TEA News Releases Online
May 28, 2010
Texas Education Agency receives $50,000 grant
for dropout prevention efforts
AUSTIN – The Texas Education Agency has received a one-year*, $50,000 AmeriCorps Planning Grant from the Corporation for National Community Service, through the OneStar Foundation, to expand effective dropout prevention strategies that encourage students to graduate from high school and become college and career ready.
The agency will invest matching resources of $85,000 to support the combined dropout prevention efforts of Communities In Schools (CIS) and AmeriCorps. Grant and matching funds will be used to design a Texas dropout prevention model that uses assessments and an early warning data system to identify potential dropouts. AmeriCorps volunteers, working with local CIS programs throughout Texas, will serve as adult advocates and mentors for these students.
CIS is a national program with a proven record for dropout prevention both nationally and in Texas. The CIS model is a comprehensive approach that provides case-management to individual students as well as services to the entire school.
The state of Texas invests over $16 million each year in CIS to operate 27 local CIS affiliates, reaching over 85,000 at-risk youth on 807 school campuses in 114 counties. Texas has been recognized by the National Governors Association (NGA) as a leader in promoting graduation and preventing student dropouts.

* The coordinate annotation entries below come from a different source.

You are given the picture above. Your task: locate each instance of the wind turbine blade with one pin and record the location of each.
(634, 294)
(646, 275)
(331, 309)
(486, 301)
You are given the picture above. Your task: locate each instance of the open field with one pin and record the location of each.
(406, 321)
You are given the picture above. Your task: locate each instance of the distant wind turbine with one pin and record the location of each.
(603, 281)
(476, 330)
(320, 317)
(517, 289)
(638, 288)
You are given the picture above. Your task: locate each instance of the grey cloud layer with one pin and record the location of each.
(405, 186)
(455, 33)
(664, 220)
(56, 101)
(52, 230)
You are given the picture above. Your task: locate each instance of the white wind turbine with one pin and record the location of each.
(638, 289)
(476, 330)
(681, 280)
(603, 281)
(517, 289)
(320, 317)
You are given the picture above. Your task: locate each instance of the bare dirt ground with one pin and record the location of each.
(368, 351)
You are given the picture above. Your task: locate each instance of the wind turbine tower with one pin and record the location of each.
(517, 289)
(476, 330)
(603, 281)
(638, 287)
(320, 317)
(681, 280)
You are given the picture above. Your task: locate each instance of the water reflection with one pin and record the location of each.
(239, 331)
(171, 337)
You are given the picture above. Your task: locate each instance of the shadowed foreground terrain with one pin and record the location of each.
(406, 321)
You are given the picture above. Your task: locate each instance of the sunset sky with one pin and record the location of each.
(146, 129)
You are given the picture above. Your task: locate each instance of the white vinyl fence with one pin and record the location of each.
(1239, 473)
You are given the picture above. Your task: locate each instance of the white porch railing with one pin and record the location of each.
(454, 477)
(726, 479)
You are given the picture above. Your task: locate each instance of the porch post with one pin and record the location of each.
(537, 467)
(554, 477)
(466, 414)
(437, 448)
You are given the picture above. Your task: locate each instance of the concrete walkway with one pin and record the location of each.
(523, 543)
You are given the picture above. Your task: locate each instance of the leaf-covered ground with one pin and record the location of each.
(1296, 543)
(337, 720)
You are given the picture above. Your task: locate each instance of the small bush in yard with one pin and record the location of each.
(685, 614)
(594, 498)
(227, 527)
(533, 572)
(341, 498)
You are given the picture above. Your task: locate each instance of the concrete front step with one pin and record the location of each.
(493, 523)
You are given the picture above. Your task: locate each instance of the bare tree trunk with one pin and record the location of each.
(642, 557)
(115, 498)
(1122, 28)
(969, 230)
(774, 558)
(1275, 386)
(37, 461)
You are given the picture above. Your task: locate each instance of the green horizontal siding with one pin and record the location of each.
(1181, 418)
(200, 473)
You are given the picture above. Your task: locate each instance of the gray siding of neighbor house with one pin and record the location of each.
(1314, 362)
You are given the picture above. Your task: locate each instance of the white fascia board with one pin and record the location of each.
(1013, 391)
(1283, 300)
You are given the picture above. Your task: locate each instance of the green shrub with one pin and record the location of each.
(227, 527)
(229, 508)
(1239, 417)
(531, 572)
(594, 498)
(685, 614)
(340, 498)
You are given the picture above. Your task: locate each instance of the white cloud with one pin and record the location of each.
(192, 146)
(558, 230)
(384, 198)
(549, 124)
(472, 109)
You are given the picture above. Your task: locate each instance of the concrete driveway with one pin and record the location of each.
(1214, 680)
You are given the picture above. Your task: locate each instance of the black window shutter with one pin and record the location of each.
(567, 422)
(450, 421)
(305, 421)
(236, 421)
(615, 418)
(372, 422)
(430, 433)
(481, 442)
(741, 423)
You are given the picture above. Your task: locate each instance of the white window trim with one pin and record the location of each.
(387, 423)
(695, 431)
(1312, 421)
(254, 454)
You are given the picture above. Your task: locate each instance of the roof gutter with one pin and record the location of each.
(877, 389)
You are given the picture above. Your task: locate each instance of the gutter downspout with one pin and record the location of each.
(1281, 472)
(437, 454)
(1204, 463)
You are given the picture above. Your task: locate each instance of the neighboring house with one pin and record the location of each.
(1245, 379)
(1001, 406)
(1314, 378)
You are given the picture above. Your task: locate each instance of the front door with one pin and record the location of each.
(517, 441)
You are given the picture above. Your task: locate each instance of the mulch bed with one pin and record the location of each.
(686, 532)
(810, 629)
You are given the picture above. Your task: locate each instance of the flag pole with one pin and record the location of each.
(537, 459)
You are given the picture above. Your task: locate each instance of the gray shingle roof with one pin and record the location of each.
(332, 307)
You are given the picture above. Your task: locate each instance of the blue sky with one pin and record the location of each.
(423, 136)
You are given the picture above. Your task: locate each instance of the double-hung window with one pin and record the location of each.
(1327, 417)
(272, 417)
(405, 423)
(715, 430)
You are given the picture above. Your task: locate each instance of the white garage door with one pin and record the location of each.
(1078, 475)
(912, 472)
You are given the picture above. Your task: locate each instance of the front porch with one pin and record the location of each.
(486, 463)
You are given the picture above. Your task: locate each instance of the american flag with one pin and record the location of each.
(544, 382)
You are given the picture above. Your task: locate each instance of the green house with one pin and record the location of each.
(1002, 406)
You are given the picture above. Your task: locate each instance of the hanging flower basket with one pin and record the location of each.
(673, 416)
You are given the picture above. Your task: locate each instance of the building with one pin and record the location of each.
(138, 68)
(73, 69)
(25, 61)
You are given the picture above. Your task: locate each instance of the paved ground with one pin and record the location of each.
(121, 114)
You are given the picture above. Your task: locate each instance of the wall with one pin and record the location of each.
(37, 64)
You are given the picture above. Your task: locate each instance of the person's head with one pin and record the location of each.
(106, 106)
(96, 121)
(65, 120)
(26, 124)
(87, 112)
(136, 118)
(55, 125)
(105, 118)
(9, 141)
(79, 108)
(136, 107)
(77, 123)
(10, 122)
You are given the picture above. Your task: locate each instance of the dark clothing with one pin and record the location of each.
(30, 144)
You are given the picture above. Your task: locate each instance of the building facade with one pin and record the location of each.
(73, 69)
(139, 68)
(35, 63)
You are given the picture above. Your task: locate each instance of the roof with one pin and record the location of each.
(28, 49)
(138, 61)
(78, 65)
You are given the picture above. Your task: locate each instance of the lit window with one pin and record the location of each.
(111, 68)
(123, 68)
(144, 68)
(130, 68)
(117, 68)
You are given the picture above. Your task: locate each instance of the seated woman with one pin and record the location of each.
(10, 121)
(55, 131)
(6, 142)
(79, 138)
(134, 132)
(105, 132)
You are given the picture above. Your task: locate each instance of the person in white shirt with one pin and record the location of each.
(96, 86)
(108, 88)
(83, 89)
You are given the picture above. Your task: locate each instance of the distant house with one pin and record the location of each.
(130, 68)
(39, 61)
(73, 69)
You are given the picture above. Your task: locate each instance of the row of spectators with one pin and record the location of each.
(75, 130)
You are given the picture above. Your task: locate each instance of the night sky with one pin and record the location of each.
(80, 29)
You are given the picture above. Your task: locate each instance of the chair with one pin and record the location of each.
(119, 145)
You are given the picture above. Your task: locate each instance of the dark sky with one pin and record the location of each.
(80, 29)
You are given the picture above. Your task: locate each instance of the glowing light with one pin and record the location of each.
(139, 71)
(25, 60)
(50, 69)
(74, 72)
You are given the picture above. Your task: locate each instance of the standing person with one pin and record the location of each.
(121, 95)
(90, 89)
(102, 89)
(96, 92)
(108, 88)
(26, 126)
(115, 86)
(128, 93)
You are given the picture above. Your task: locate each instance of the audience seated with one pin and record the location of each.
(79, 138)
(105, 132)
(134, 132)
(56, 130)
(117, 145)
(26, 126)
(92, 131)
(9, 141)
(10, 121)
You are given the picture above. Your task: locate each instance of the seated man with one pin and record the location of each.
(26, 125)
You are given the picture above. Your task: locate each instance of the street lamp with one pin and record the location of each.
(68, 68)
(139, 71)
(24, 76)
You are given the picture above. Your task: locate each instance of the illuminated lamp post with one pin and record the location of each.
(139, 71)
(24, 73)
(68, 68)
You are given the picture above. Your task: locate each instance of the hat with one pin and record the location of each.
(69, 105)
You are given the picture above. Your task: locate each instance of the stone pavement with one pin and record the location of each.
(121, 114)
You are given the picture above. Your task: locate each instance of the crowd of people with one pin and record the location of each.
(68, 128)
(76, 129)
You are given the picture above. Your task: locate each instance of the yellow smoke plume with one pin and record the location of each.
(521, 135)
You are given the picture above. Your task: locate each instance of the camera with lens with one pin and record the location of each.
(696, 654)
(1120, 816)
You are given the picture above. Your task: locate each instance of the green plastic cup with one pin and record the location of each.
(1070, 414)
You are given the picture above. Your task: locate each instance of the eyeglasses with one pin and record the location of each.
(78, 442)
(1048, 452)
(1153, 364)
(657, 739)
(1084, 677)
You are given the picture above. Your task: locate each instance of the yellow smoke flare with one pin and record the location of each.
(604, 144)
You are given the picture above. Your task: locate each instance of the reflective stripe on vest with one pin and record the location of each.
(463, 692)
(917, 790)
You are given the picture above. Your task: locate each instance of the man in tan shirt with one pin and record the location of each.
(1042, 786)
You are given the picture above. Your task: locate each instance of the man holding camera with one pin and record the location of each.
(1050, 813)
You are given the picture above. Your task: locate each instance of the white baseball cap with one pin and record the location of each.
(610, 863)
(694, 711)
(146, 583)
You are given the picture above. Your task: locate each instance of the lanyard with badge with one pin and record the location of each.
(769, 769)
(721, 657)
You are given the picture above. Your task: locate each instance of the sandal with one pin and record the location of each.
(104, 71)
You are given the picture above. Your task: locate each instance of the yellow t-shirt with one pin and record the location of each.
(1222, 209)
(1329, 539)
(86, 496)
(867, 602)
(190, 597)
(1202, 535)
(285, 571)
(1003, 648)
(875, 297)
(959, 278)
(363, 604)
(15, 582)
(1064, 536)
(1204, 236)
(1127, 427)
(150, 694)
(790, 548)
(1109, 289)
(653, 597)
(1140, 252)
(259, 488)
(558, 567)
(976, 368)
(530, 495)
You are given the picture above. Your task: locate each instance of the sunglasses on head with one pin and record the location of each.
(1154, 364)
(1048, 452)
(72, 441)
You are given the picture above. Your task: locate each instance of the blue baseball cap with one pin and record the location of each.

This new project reflects the state’s commitment to proven research-based and cutting edge strategies to prevent dropouts and recover students who have previously dropped out. These strategies include providing challenging and personalized learning environments, role models and mentors, and academic support to help struggling students catch up; and, using data systems to identify struggling students early.
In 2010, TEA allocated approximately $250 million in state and federal funding for targeted dropout prevention and recovery initiatives. The state additionally allocated $335 million in High School Allotment and approximately $3 billion in Compensatory Education Allotment funds to school districts.
To read more about how Texas identifies, prevents, and recovers dropouts, please visit the TEA Web site’s Dropout Information section.
*Editor's Note: This is a one-year grant. When first issued, this press release incorrectly labeled this as a two-year grant.